Saturday, March 16, 2013

As Cities Grow: Buenos Aires

Becket, March 16, 2013

The new Pope is originally from the Buenos Aires neighborhood of Flores.  A very interesting part of the city, one of two towns (Belgrano is the other) that grew independent from the city core and was only absorbed by the larger fabric in the earlier part of the 20th century.

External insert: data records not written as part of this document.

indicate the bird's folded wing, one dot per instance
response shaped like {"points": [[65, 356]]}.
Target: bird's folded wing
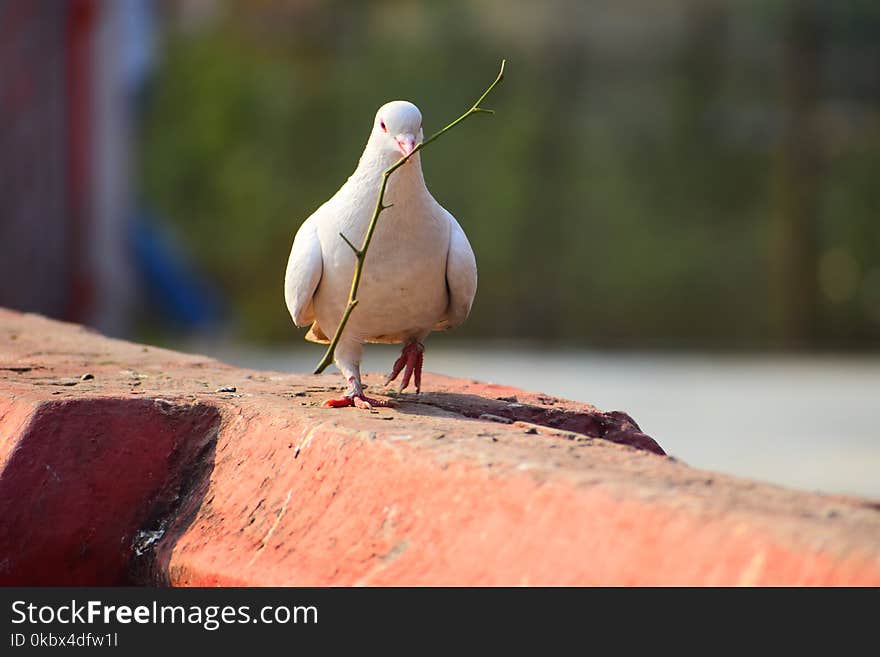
{"points": [[304, 269], [461, 277]]}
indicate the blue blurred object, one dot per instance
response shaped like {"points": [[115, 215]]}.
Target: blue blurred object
{"points": [[174, 289]]}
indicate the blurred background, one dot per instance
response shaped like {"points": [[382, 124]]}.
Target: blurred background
{"points": [[675, 210]]}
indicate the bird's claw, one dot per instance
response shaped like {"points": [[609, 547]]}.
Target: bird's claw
{"points": [[411, 358], [359, 401]]}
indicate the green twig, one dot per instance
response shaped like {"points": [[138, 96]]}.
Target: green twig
{"points": [[361, 253]]}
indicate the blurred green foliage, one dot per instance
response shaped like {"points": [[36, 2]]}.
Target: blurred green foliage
{"points": [[630, 190]]}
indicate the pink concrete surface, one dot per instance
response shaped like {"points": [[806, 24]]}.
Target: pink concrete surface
{"points": [[143, 473]]}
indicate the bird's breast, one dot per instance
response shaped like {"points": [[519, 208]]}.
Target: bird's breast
{"points": [[403, 283]]}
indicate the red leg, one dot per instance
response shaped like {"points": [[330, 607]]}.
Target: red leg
{"points": [[411, 357], [356, 398]]}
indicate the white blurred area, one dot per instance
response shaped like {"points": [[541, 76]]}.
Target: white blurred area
{"points": [[804, 422]]}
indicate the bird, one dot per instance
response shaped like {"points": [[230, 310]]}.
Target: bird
{"points": [[419, 274]]}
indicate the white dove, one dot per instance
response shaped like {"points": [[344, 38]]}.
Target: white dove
{"points": [[419, 274]]}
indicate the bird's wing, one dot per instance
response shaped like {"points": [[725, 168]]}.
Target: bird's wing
{"points": [[304, 269], [461, 276]]}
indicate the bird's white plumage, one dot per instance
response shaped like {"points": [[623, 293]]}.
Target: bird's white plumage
{"points": [[420, 272]]}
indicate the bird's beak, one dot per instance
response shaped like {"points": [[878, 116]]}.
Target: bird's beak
{"points": [[406, 143]]}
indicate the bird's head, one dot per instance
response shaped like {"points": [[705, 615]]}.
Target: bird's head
{"points": [[398, 127]]}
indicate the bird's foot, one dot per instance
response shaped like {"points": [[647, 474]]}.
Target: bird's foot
{"points": [[411, 357], [358, 400]]}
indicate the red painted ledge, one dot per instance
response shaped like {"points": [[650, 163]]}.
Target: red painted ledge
{"points": [[122, 464]]}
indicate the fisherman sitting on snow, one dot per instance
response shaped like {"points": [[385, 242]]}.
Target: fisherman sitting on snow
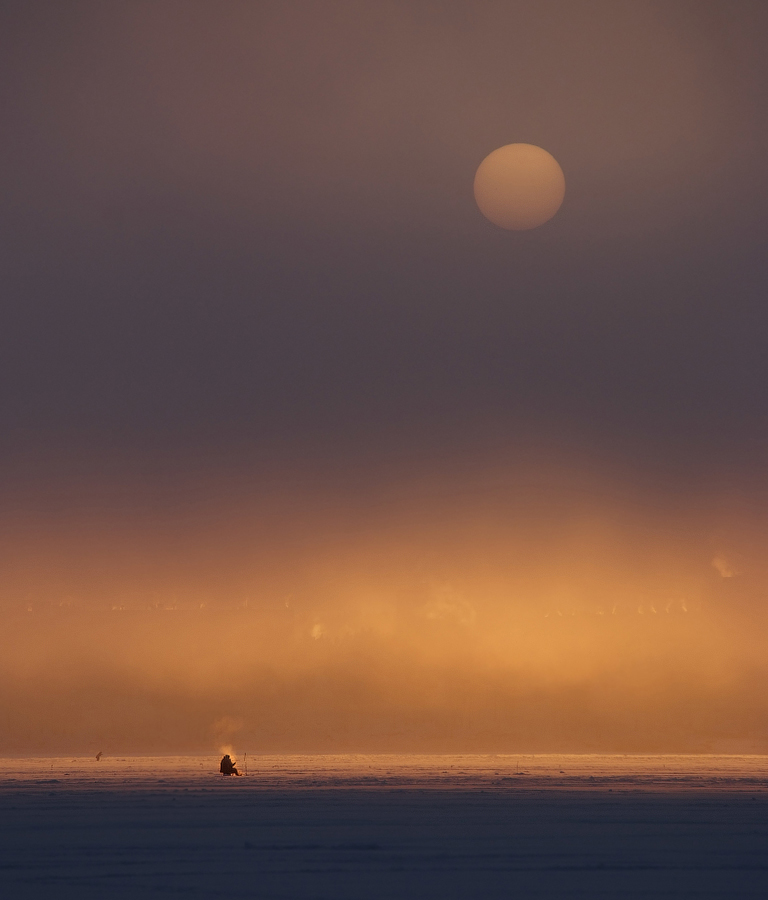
{"points": [[227, 767]]}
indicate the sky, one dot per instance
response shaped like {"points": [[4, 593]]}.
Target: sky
{"points": [[300, 453]]}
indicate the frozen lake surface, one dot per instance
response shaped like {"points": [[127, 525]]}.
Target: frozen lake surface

There is a beautiful 1892 map of Buenos Aires that shows the foundational grid of the city to the east, with finger-like extensions projecting out from the original rectangle.  It has already absorbed the neighborhood of La Boca to the south (a fiercely independent area of Genoese immigrants that a decade earlier had gone as far as to briefly secede from Argentina and raise the Genoese flag.)  But Belgrano to the north and Flores to the west were still independent towns, separated from the core by a largely rural landscape and connected by road and rail.  Actually the very first train line established in Argentina, with its legendary "La Portena" engine, linked downtown with Flores.  Both Belgrano and Flores (also the case with La Boca) developed their grids with local, independent geometries.

In 1898 Ebenezer Howard published his "To-morrow: A Peaceful Path to Real Reform" where he first described his concept for the Garden City.  Not very different from the Buenos Aires shown on the 1892 map, don't you think?